It may be guessed with what feelings of quiet satisfaction and delight Butler looked forward to spending his days, honoured and useful as he trusted to be, in this sequestered valley, and how often an intelligent glance was exchanged betwixt him and Jeanie, whose good-humoured face looked positively handsome, from the expression of modesty, and, at the same time, of satisfaction, which she wore when visiting the apartments of which she was soon to call herself mistress. She was left at liberty to give more open indulgence to her feelings of delight and admiration, when, leaving the Manse, the company proceeded to examine the destined habitation of David Deans.

Jeanie found with pleasure that it was not above a musket-shot from the Manse; for it had been a bar to her happiness to think she might be obliged to reside at a distance from her father, and she was aware that there were strong objections to his actually living in the same house with Butler.

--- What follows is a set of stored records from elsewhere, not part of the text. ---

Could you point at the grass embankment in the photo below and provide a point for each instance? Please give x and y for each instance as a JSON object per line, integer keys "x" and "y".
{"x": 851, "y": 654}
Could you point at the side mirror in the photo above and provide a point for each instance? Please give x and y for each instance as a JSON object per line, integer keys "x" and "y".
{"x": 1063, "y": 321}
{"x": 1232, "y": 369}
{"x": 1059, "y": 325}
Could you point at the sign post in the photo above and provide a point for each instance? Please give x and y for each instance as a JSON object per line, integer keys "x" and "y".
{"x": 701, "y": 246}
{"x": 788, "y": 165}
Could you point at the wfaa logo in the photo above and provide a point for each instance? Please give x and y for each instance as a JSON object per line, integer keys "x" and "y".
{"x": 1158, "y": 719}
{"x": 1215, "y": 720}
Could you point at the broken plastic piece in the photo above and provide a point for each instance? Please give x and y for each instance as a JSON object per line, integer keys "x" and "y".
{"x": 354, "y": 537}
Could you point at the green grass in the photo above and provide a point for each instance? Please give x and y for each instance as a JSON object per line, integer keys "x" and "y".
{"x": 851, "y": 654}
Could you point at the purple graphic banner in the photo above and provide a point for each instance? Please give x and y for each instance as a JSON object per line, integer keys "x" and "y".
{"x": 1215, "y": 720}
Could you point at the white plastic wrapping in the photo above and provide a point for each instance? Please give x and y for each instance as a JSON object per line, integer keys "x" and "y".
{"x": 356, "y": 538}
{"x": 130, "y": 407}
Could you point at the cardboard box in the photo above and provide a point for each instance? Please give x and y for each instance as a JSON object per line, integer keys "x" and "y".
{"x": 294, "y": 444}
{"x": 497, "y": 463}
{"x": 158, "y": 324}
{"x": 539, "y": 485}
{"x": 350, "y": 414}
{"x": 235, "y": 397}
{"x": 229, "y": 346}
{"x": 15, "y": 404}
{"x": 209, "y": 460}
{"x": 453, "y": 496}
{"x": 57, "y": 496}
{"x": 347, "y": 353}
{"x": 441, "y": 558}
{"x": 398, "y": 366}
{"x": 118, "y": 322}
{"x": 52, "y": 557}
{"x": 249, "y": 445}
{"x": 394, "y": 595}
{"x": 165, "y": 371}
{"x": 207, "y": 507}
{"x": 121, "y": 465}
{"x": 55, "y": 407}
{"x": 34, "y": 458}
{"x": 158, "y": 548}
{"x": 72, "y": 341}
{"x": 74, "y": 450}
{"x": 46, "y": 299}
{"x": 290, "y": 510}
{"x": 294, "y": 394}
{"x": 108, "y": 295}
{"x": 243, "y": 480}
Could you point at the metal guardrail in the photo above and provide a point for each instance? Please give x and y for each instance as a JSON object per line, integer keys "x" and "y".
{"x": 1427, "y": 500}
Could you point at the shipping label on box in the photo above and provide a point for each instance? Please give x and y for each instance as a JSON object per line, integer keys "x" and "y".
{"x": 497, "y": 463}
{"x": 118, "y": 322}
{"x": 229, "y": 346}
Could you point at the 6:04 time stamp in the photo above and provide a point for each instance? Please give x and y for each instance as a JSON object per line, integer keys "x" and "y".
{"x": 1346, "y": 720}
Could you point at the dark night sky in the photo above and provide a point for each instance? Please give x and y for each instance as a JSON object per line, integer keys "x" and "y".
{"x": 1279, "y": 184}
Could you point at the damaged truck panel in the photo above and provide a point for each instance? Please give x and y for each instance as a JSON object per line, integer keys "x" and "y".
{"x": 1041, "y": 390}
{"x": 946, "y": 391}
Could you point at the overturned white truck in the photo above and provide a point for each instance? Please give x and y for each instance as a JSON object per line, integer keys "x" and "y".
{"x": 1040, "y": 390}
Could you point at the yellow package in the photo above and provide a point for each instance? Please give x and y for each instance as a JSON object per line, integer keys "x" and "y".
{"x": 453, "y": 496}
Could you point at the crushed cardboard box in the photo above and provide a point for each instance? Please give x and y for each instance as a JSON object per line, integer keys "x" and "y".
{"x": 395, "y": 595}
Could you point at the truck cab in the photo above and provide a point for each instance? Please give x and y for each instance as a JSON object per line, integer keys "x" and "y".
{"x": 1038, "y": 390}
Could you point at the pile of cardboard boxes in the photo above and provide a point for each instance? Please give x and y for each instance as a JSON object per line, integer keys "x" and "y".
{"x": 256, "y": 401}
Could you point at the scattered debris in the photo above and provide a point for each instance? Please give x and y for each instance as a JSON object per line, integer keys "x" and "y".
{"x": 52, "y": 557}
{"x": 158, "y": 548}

But this brief distance was the very thing which she could have wished.

The farmhouse was on the plan of an improved cottage, and contrived with great regard to convenience; an excellent little garden, an orchard, and a set of offices complete, according to the best ideas of the time, combined to render it a most desirable habitation for the practical farmer, and far superior to the hovel at Woodend, and the small house at Saint Leonard’s Crags. The situation was considerably higher than that of the Manse, and fronted to the west. The windows commanded an enchanting view of the little vale over which the mansion seemed to preside, the windings of the stream, and the firth, with its associated lakes and romantic islands. The hills of Dumbartonshire, once possessed by the fierce clan of MacFarlanes, formed a crescent behind the valley, and far to the right were seen the dusky and more gigantic mountains of Argyleshire, with a seaward view of the shattered and thunder-splitten peaks of Arran.

But to Jeanie, whose taste for the picturesque, if she had any by nature, had never been awakened or cultivated, the sight of the faithful old May Hettly, as she opened the door to receive them in her clean toy, Sunday’s russet-gown, and blue apron, nicely smoothed down before her, was worth the whole varied landscape. The raptures of the faithful old creature at seeing Jeanie were equal to her own, as she hastened to assure her, “that baith the gudeman and the beasts had been as weel seen after as she possibly could contrive.” Separating her from the rest of the company, May then hurried her young mistress to the offices, that she might receive the compliments she expected for her care of the cows. Jeanie rejoiced, in the simplicity of her heart, to see her charge once more; and the mute favourites of our heroine, Gowans, and the others, acknowledged her presence by lowing, turning round their broad and decent brows when they heard her well-known “Pruh, my leddy — pruh, my woman,” and, by various indications, known only to those who have studied the habits of the milky mothers, showing sensible pleasure as she approached to caress them in their turn.

“The very brute beasts are glad to see ye again,” said May; “but nae wonder, Jeanie, for ye were aye kind to beast and body. And I maun learn to ca’ ye mistress now, Jeanie, since ye hae been up to Lunnon, and seen the Duke, and the King, and a’ the braw folk. But wha kens,” added the old dame slily, “what I’ll hae to ca’ ye forby mistress, for I am thinking it wunna lang be Deans.”

“Ca’ me your ain Jeanie, May, and then ye can never gang wrang.”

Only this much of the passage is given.